VI - polícias penais federal, estaduais e distrital. (Redação dada pela Emenda Constitucional nº 104, de 2019)

  A partir desse episódio, várias abordagens sobre a pertinência da operação foram proferidas, também medidas começaram a serem tomadas, vou elencar algumas:

- Consórcio da paz - Após reunião com governadores aliados, o governador do Rio de Janeiro, Cláudio Castro (PL-RJ), anunciou, nesta quinta-feira (30), o lançamento de um consórcio de estados focado na área de segurança pública. (cnnbrasil.com.br).

Projeto de lei antifacção - Governo envia ao Congresso projeto que endurece penas de integrantes de organizações criminosas (g1.globo.com).

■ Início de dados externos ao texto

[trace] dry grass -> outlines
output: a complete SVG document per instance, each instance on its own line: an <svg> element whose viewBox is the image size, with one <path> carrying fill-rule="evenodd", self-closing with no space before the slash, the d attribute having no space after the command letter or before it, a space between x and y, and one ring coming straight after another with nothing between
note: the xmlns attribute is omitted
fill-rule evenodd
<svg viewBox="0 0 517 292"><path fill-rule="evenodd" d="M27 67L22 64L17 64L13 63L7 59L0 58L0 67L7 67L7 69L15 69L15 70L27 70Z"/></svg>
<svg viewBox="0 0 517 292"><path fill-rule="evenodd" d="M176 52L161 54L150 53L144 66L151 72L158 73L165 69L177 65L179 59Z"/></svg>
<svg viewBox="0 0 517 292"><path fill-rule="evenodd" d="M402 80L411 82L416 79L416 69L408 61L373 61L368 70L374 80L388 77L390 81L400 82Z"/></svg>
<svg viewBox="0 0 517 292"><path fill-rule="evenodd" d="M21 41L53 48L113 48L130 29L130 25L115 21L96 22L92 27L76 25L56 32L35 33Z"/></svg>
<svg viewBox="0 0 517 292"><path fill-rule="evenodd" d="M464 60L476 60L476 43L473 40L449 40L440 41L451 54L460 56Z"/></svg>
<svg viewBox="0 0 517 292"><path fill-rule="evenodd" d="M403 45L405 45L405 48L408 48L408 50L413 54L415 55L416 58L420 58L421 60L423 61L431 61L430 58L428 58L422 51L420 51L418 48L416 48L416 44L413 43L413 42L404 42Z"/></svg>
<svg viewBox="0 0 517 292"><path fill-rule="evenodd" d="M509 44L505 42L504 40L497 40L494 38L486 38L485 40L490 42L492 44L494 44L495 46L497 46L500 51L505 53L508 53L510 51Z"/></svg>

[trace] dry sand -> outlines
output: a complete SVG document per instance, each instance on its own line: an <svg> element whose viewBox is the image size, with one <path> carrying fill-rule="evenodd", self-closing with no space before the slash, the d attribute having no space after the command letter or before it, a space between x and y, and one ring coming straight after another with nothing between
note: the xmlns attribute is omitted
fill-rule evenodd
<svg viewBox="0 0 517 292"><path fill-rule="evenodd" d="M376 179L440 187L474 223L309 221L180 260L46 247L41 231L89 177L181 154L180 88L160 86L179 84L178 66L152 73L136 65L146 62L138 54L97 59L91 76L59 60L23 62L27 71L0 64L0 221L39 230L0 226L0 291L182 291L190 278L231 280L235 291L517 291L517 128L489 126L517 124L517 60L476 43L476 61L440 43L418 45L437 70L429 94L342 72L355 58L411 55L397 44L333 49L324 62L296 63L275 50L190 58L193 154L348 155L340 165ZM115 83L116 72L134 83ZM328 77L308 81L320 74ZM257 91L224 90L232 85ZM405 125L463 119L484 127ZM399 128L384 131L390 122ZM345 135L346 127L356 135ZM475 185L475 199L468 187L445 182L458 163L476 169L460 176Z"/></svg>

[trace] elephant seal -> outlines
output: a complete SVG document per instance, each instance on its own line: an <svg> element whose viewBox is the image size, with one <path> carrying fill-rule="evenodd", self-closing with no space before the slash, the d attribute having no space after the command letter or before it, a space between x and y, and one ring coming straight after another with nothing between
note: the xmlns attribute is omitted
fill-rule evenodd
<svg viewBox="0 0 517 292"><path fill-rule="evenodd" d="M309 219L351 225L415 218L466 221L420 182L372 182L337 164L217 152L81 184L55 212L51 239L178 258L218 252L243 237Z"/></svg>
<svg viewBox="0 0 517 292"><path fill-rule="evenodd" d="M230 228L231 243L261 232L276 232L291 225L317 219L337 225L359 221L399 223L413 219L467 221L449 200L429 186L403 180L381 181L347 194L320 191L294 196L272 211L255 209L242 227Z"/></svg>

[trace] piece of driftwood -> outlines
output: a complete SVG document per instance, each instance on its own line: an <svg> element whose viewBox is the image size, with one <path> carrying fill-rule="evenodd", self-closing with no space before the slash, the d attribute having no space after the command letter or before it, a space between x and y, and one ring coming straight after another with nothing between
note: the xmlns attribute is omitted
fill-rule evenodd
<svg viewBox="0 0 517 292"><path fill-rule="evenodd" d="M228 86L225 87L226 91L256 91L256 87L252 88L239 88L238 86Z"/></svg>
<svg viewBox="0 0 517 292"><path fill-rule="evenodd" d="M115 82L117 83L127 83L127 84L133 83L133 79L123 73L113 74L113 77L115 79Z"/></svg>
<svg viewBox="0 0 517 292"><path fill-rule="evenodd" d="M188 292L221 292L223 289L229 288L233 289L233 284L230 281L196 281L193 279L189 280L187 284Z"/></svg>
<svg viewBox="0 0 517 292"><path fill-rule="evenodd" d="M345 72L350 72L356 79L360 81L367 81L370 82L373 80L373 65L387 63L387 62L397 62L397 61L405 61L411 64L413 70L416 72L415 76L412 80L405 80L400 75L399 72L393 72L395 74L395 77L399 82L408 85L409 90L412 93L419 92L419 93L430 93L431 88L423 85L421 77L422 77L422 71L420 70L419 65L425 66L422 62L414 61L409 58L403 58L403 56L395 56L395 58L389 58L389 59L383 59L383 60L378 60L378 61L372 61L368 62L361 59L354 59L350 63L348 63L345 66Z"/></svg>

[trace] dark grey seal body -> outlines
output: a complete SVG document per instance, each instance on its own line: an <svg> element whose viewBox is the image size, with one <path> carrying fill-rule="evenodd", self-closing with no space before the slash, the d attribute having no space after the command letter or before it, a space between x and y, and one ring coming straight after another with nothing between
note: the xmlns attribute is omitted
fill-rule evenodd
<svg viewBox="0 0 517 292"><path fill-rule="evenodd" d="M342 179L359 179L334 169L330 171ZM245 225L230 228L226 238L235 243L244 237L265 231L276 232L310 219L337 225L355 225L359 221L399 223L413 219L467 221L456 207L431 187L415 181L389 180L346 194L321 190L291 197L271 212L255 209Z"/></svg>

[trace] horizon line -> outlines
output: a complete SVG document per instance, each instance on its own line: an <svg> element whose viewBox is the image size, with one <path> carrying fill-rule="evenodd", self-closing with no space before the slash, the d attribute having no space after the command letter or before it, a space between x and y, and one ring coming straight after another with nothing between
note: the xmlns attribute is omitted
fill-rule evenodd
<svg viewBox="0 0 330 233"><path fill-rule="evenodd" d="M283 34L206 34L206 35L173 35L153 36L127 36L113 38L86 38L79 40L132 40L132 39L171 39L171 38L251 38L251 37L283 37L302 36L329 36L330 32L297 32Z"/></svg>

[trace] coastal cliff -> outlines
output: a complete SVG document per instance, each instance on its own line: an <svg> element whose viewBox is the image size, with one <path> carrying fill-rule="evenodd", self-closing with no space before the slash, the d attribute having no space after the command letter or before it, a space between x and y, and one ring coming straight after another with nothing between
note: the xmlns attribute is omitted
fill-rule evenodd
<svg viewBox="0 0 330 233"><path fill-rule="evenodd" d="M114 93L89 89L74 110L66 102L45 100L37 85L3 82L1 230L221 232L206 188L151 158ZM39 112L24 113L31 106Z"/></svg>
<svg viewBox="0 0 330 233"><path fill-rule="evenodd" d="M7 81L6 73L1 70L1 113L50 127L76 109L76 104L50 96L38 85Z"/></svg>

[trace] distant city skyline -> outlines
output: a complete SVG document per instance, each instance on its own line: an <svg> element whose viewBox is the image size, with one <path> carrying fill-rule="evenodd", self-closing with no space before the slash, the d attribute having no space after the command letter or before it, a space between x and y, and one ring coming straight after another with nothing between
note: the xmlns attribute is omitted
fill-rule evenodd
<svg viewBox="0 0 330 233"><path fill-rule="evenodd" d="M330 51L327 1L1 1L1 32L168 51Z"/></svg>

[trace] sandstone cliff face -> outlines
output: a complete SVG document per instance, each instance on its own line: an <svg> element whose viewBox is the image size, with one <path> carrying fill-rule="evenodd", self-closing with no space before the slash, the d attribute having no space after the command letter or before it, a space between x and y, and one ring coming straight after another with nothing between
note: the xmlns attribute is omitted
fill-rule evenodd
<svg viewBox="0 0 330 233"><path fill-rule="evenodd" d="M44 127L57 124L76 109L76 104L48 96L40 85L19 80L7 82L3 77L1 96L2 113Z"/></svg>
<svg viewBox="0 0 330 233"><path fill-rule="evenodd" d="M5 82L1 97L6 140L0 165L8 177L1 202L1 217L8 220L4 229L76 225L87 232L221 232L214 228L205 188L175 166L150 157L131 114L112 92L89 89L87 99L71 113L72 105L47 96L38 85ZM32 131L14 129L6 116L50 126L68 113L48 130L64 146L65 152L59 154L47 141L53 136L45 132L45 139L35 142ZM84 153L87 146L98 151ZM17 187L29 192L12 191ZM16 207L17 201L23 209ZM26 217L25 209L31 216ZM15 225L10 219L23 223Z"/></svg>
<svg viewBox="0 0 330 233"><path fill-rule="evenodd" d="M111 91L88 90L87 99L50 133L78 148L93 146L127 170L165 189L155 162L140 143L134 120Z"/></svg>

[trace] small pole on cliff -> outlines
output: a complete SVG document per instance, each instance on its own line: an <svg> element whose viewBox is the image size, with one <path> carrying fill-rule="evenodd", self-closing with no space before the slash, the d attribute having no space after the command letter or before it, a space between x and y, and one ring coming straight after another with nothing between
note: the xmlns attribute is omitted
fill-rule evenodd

-  CPI do crime organizado - O Senado instalou nesta terça-feira (4) a CPI (Comissão Parlamentar de Inquérito) que investigará o crime organizado no país. Fabiano Contarato (PT-ES) será o presidente do colegiado, Hamilton Mourão (Republicanos-RS), o vice, e Alessandro Vieira (MDB-SE), o relator. Ao todo, são 11 integrantes titulares e sete suplentes. (cnnbrasil.com.br).

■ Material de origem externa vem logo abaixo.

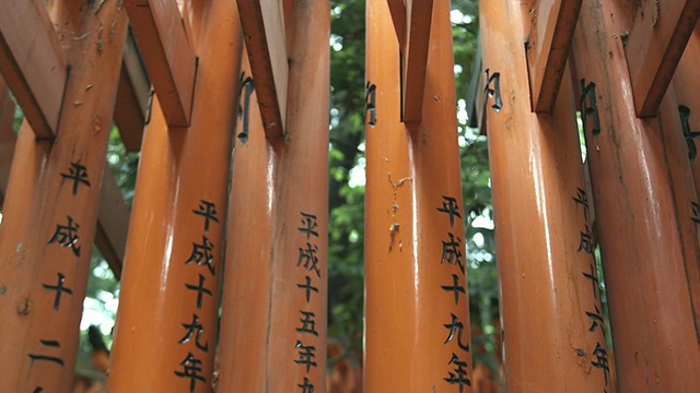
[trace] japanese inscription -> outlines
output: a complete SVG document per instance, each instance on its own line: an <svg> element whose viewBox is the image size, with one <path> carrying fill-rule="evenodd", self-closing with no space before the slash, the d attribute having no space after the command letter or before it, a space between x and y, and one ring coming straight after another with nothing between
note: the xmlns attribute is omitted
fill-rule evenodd
<svg viewBox="0 0 700 393"><path fill-rule="evenodd" d="M80 184L90 187L90 181L88 180L88 168L80 165L80 162L70 163L68 174L61 174L61 177L73 182L73 196L78 195L78 188Z"/></svg>
<svg viewBox="0 0 700 393"><path fill-rule="evenodd" d="M78 236L80 225L73 222L71 216L66 217L68 218L68 224L56 224L56 231L49 239L48 245L58 243L60 247L71 249L75 257L80 257L80 247L78 246L78 241L80 241L80 236Z"/></svg>
<svg viewBox="0 0 700 393"><path fill-rule="evenodd" d="M243 97L241 102L242 106L238 107L238 119L243 124L243 130L241 133L236 135L236 138L241 141L241 143L245 144L248 142L248 123L250 122L250 96L253 95L253 90L255 85L253 83L253 78L245 78L245 73L241 74L241 94Z"/></svg>
<svg viewBox="0 0 700 393"><path fill-rule="evenodd" d="M368 82L364 99L365 116L366 114L370 114L370 120L368 121L368 124L370 124L370 127L374 127L376 126L376 85L374 83Z"/></svg>
<svg viewBox="0 0 700 393"><path fill-rule="evenodd" d="M192 250L189 258L184 261L184 265L191 266L187 269L197 270L197 283L185 283L185 289L191 293L196 293L196 308L197 311L202 310L205 302L213 297L213 286L211 279L215 282L215 245L208 236L209 230L218 225L219 216L217 205L207 200L200 200L197 209L191 210L196 217L203 219L201 226L201 242L192 241ZM207 276L200 272L205 270ZM209 277L209 286L207 285ZM202 373L202 358L206 358L206 354L209 353L209 342L206 338L206 332L210 326L206 326L201 314L192 312L191 319L182 321L180 326L183 329L183 335L177 342L177 345L184 345L187 347L187 356L182 359L173 373L183 380L188 381L189 392L195 392L197 383L207 383L207 377Z"/></svg>
<svg viewBox="0 0 700 393"><path fill-rule="evenodd" d="M501 98L501 73L494 72L493 74L489 74L490 70L486 71L486 88L483 92L487 97L493 98L494 103L491 105L491 109L494 112L500 112L503 108L503 99Z"/></svg>
<svg viewBox="0 0 700 393"><path fill-rule="evenodd" d="M592 307L588 306L590 308L584 310L584 318L586 319L587 323L590 323L588 334L592 334L590 340L596 343L595 348L591 348L590 362L591 366L593 366L595 369L599 369L603 371L603 378L605 381L605 385L607 386L610 369L607 364L607 352L605 349L605 320L603 318L603 313L600 312L600 287L596 273L594 257L595 241L590 228L591 206L588 205L586 191L581 188L576 189L576 194L571 199L574 201L576 207L580 206L583 210L584 230L580 233L580 245L578 251L583 251L591 255L588 258L588 262L586 263L586 269L581 272L584 279L591 281L591 289L593 295ZM586 350L584 349L575 349L574 352L576 356L586 356Z"/></svg>
<svg viewBox="0 0 700 393"><path fill-rule="evenodd" d="M302 241L299 247L296 267L304 272L304 283L298 283L296 287L303 290L304 300L308 305L313 294L318 294L318 287L314 285L314 279L322 276L318 245L318 217L315 214L300 212L300 226L296 227L301 234ZM316 313L312 310L299 310L299 324L294 327L298 338L294 343L296 358L293 360L298 366L303 367L306 374L312 368L318 367L316 361L316 341L319 332L316 330ZM301 392L313 392L314 383L308 377L296 386Z"/></svg>
<svg viewBox="0 0 700 393"><path fill-rule="evenodd" d="M493 81L493 88L499 90L497 103L499 103L500 105L500 87L498 83L498 76ZM493 94L495 94L495 92ZM500 110L500 106L499 108L493 109L498 112ZM464 295L465 300L467 298L466 283L462 284L463 279L466 282L466 271L462 260L463 242L462 238L459 237L459 233L457 233L457 235L453 233L455 224L458 227L463 225L462 213L459 212L458 200L450 195L442 195L442 202L440 206L436 207L436 210L442 217L446 216L447 223L450 224L450 230L447 230L448 240L441 240L442 255L440 257L440 264L444 264L445 269L454 270L455 267L458 267L457 274L451 274L452 282L440 286L442 291L450 294L451 298L454 298L456 308L455 312L451 312L447 317L447 322L442 324L442 326L446 331L446 337L442 344L454 346L452 349L452 357L446 361L447 370L445 371L445 377L443 377L443 380L448 385L456 386L456 390L462 393L467 386L471 386L471 380L468 376L469 366L466 360L470 358L469 332L467 330L468 326L465 326L465 323L467 323L467 321L462 321L459 319L459 308L457 308L459 306L460 295Z"/></svg>
<svg viewBox="0 0 700 393"><path fill-rule="evenodd" d="M70 288L63 286L63 283L66 283L66 276L61 273L56 274L58 275L58 282L56 283L56 285L42 284L42 286L46 290L56 290L56 295L54 296L54 310L58 311L61 306L61 295L73 295L73 291Z"/></svg>

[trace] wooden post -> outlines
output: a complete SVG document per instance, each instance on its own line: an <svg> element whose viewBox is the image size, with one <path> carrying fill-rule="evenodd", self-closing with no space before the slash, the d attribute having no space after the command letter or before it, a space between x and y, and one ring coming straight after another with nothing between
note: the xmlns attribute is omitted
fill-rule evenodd
<svg viewBox="0 0 700 393"><path fill-rule="evenodd" d="M638 119L630 99L618 32L631 27L632 3L584 2L572 49L618 389L692 392L700 385L697 200L673 93L658 119Z"/></svg>
<svg viewBox="0 0 700 393"><path fill-rule="evenodd" d="M450 2L432 10L422 121L404 123L401 83L420 81L400 80L389 4L368 1L366 392L471 391Z"/></svg>
<svg viewBox="0 0 700 393"><path fill-rule="evenodd" d="M688 145L688 159L692 168L692 177L696 186L696 195L700 195L700 158L696 139L700 131L700 80L697 78L697 67L700 64L700 25L688 40L688 46L680 58L674 75L674 87L678 100L678 116L684 139ZM700 206L697 207L700 210Z"/></svg>
<svg viewBox="0 0 700 393"><path fill-rule="evenodd" d="M551 115L530 111L528 11L479 7L505 390L615 392L571 79Z"/></svg>
<svg viewBox="0 0 700 393"><path fill-rule="evenodd" d="M68 80L59 38L44 2L0 0L0 72L35 135L54 139Z"/></svg>
<svg viewBox="0 0 700 393"><path fill-rule="evenodd" d="M233 2L190 11L201 32L192 43L199 69L191 124L168 128L154 99L127 239L112 392L211 391L243 47Z"/></svg>
<svg viewBox="0 0 700 393"><path fill-rule="evenodd" d="M52 142L26 122L18 139L0 229L2 392L71 389L127 25L117 1L100 5L52 3L68 104Z"/></svg>
<svg viewBox="0 0 700 393"><path fill-rule="evenodd" d="M294 2L284 25L284 139L262 126L249 69L241 86L221 392L326 391L329 2Z"/></svg>

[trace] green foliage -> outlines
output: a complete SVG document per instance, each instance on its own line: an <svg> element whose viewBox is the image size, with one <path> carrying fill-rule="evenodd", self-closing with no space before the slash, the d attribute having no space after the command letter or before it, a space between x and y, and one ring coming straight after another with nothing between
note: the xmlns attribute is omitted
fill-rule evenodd
<svg viewBox="0 0 700 393"><path fill-rule="evenodd" d="M477 1L453 1L453 10L463 15L453 24L453 35L455 64L459 66L455 68L456 88L462 100L455 105L464 109L478 46ZM361 348L363 330L364 186L358 183L358 174L364 168L364 0L331 1L328 333L346 348L341 356ZM463 114L458 118L471 320L487 333L472 341L492 353L491 321L498 315L493 300L498 299L493 230L472 225L475 221L490 219L488 148L486 138L466 127ZM130 205L139 154L126 152L116 128L110 133L107 162ZM106 317L113 318L105 293L118 293L118 284L105 273L105 265L95 253L88 296L105 310ZM478 360L492 362L489 356L480 356Z"/></svg>

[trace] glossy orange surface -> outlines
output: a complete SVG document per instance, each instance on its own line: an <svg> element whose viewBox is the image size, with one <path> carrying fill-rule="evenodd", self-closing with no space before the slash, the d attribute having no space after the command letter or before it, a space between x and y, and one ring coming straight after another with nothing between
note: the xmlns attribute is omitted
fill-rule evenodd
<svg viewBox="0 0 700 393"><path fill-rule="evenodd" d="M584 2L573 46L576 80L595 83L598 123L590 111L585 134L618 389L695 392L695 190L673 90L657 118L635 117L618 34L629 31L633 14L631 2Z"/></svg>
<svg viewBox="0 0 700 393"><path fill-rule="evenodd" d="M236 117L233 81L243 40L233 2L197 2L188 10L196 15L199 56L191 124L168 129L154 99L127 239L109 392L212 386Z"/></svg>
<svg viewBox="0 0 700 393"><path fill-rule="evenodd" d="M389 7L368 1L364 391L470 392L450 2L433 5L422 121L400 114ZM416 82L416 81L413 81Z"/></svg>
<svg viewBox="0 0 700 393"><path fill-rule="evenodd" d="M552 112L533 112L529 13L508 0L479 12L505 390L614 392L570 73Z"/></svg>
<svg viewBox="0 0 700 393"><path fill-rule="evenodd" d="M72 386L126 36L116 2L100 17L71 2L52 2L49 11L72 73L57 138L38 142L26 122L18 138L0 229L0 392ZM101 19L114 21L114 37L98 44L88 32Z"/></svg>
<svg viewBox="0 0 700 393"><path fill-rule="evenodd" d="M330 10L285 5L284 139L266 139L256 92L240 88L220 392L326 391Z"/></svg>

Opiniões de setores distintos foram articuladas, indo desde somente o confronto resolve até projetos de uma ressocialização de todos.

Pesquisas mostram que a operação tem amplo apoio da sociedade.

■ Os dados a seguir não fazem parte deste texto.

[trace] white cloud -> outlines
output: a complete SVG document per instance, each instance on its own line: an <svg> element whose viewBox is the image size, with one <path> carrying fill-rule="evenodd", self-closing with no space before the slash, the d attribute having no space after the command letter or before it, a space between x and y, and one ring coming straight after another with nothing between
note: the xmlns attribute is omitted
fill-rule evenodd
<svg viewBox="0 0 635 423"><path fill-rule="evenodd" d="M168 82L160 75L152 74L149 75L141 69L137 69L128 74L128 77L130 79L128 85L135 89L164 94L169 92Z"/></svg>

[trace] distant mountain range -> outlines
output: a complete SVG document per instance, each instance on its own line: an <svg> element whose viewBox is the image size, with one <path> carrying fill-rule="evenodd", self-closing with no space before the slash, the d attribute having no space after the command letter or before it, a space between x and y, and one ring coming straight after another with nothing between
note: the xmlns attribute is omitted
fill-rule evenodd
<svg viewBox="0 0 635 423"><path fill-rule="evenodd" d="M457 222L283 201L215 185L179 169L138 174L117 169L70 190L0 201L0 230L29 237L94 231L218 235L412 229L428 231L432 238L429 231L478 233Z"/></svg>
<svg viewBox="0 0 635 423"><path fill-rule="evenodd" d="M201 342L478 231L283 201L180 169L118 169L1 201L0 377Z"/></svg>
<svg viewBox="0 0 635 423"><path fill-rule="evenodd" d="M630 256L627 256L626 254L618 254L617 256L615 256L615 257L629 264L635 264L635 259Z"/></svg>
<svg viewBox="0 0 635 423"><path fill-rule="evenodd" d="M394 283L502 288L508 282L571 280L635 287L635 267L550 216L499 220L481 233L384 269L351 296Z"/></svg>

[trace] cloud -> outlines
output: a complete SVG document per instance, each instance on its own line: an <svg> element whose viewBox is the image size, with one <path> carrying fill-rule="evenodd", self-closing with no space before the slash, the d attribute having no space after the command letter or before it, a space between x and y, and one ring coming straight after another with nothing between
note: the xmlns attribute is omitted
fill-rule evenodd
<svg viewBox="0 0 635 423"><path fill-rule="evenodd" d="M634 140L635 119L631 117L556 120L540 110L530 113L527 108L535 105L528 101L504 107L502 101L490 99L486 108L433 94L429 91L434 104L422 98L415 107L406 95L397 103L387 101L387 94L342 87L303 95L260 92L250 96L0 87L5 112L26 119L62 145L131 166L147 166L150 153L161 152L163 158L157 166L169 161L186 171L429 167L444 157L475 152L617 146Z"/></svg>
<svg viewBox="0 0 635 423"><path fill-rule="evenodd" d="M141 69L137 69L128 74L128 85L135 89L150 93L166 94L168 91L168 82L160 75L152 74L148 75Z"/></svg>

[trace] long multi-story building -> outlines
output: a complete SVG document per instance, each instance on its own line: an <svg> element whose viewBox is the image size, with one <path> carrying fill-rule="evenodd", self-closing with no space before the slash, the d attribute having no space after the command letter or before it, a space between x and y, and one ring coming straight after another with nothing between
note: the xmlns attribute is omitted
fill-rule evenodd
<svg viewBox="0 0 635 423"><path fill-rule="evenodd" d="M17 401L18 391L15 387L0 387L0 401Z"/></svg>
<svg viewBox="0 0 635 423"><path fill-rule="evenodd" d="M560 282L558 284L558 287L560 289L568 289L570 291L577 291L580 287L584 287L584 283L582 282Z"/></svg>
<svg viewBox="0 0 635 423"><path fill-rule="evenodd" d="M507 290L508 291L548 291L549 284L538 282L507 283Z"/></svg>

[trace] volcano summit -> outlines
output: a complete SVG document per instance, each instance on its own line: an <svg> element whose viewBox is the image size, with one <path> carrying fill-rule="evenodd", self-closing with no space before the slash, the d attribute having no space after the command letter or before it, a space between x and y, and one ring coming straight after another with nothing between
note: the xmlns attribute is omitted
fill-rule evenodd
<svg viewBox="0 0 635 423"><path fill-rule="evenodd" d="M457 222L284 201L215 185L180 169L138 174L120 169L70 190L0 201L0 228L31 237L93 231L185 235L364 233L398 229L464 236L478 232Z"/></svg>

A aprovação geral da operação foi de 69,6% no levantamento do Paraná Pesquisas, 64% na pesquisa Genial/Quaest e 62% na pesquisa AtlasIntel (esta última também entrevistou pessoas fora do Rio de Janeiro). O Datafolha usou uma formulação diferente, perguntando se os entrevistados concordavam com o governador do Rio, Cláudio Castro, quando ele afirmou que operação havia sido um sucesso: 57% concordaram, ao menos em parte. Dentre todos os grupos analisados pelos institutos de pesquisa, os únicos que manifestaram desaprovação maciça à ação policial foram os dos lulistas (desaprovação de 59%) e os “esquerdistas não lulistas” (70%), na pesquisa Genial/Quaest – neste recorte, mesmo os eleitores independentes foram majoritariamente favoráveis à Operação Contenção, com 61% de aprovação.

Quando os institutos de pesquisa entrevistam os moradores das favelas – as áreas que mais sofrem com o poder paralelo exercido pelas facções criminosas –, os números indicam um apoio ainda maior à operação policial: a AtlasIntel encontrou 87,6% de aprovação entre os entrevistados nas favelas do Rio, e 80,9% entre os moradores de favelas em todo o país. A Genial/Quaest optou por recortes de renda e geográficos: a operação policial foi aprovada por 58% dos moradores do estado do Rio que ganham até 2 salários-mínimos, 69% dos que recebem de 2 a 5 salários-mínimos, e 63% dos que recebem acima desse valor. No recorte geográfico, a maior aprovação está entre os moradores da Baixada Fluminense (73%), seguidos pelos que vivem no município do Rio (68%). (gazetadopovo.com.br)

A pergunta que fica no ar é quais as ações são necessárias para vencer a violência e não ter a desgraça de ser condenado a uma vida sob um regime de medo e insegurança.

Popper em uma conferência em 1947 com o título Utopia e Violência, ensina:

Em resumo: a minha proposta é que o sofrimento que se puder evitar deve ser considerado como o problema mais premente da política pública nacional. [...] Podemos aprender na medida que escutamos reivindicações concretas e procuramos ponderá-las pacientemente e tão justa e imparcialmente quanto possível, e podemos procurar os meios e as vias de satisfazer as exigências mais prementes sem causar com isso piores males.